Artigo de opinião – O quadro econômico e a sabotagem do BC

Por Júlio Miragaya*, conselheiro do Conselho Federal de Economia. Texto publicado originalmente no portal Brasília Capital

O governo Lula, ao assumir o País em 2023, encontrou uma situação econômica e social bastante delicada. E apesar de todas as dificuldades, após 18 meses, a situação do Brasil é visivelmente melhor. Mas o Banco Central e o mercado não pensam assim. A nervosa reação dos agentes do mercado, expressa na disparada do dólar para a casa dos R$ 5,40, não encontra correspondência no desempenho dos principais indicadores econômicos.

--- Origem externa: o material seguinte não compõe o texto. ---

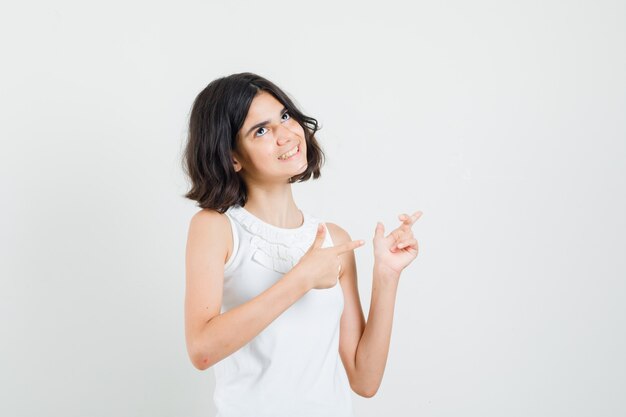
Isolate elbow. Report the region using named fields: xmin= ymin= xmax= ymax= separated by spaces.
xmin=189 ymin=344 xmax=213 ymax=371
xmin=357 ymin=389 xmax=378 ymax=398
xmin=191 ymin=357 xmax=211 ymax=371
xmin=351 ymin=385 xmax=378 ymax=398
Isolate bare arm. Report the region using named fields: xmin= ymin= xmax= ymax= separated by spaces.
xmin=192 ymin=271 xmax=308 ymax=370
xmin=185 ymin=210 xmax=310 ymax=370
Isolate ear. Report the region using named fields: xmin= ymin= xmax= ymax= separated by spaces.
xmin=232 ymin=151 xmax=242 ymax=172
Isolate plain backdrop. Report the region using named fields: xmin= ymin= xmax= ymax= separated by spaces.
xmin=0 ymin=0 xmax=626 ymax=417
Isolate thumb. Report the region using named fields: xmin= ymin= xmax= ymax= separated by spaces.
xmin=374 ymin=222 xmax=385 ymax=239
xmin=311 ymin=223 xmax=326 ymax=248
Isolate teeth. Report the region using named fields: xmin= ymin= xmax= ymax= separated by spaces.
xmin=278 ymin=146 xmax=298 ymax=159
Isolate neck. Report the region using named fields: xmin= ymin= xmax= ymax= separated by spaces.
xmin=245 ymin=184 xmax=303 ymax=229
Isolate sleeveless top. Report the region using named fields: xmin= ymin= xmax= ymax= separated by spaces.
xmin=212 ymin=205 xmax=354 ymax=417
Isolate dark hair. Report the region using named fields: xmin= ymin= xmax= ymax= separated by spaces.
xmin=182 ymin=72 xmax=325 ymax=213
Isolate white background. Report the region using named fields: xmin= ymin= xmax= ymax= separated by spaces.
xmin=0 ymin=0 xmax=626 ymax=417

Em relação ao crescimento econômico, embora o mercado, em dezembro de 2022, projetasse para 2023 um crescimento do PIB de 0,8%, o ano fechou com incremento de 2,9%. Para 2024, o mercado “escaldado” projeta crescimento de 2,1%, o FMI estima em 2,2% e o Ministério da Fazenda elevou sua projeção para 2,5%.

Quanto à inflação, embora o “mercado” projetasse, em dezembro de 2022 o IPCA em 5,31%, 2023 fechou com a inflação em 4,62%, abaixo da verificada em 2022 (5,78%) e abaixo do teto da meta (4,75%). Para 2024, o “mercado” projeta o IPCA em 3,98% e o MF em 3,7% (ambos abaixo do teto da meta, de 4,5%). Em relação à taxa de desemprego, de 7,4% em dezembro de 2023, foi a mais baixa desde dezembro de 2014 (6,6%) e muito abaixo dos 11,1% no final do primeiro ano do governo Bolsonaro.

No setor externo, a balança de transações correntes apresentou sensível melhora em relação ao verificado nos anos anteriores. Historicamente deficitária (em razão do déficit estrutural em rendas), o déficit em 2023 foi de US$ 28,6 bilhões (1,3% do PIB), queda de 40% em relação a 2022 (US$ 48,3 bilhões ou 2,5% do PIB) e a 2021 (U$ 46,4 bi, também 2,5% do PIB). As reservas internacionais cresceram de US$ 330 bi para US$ 350 bi.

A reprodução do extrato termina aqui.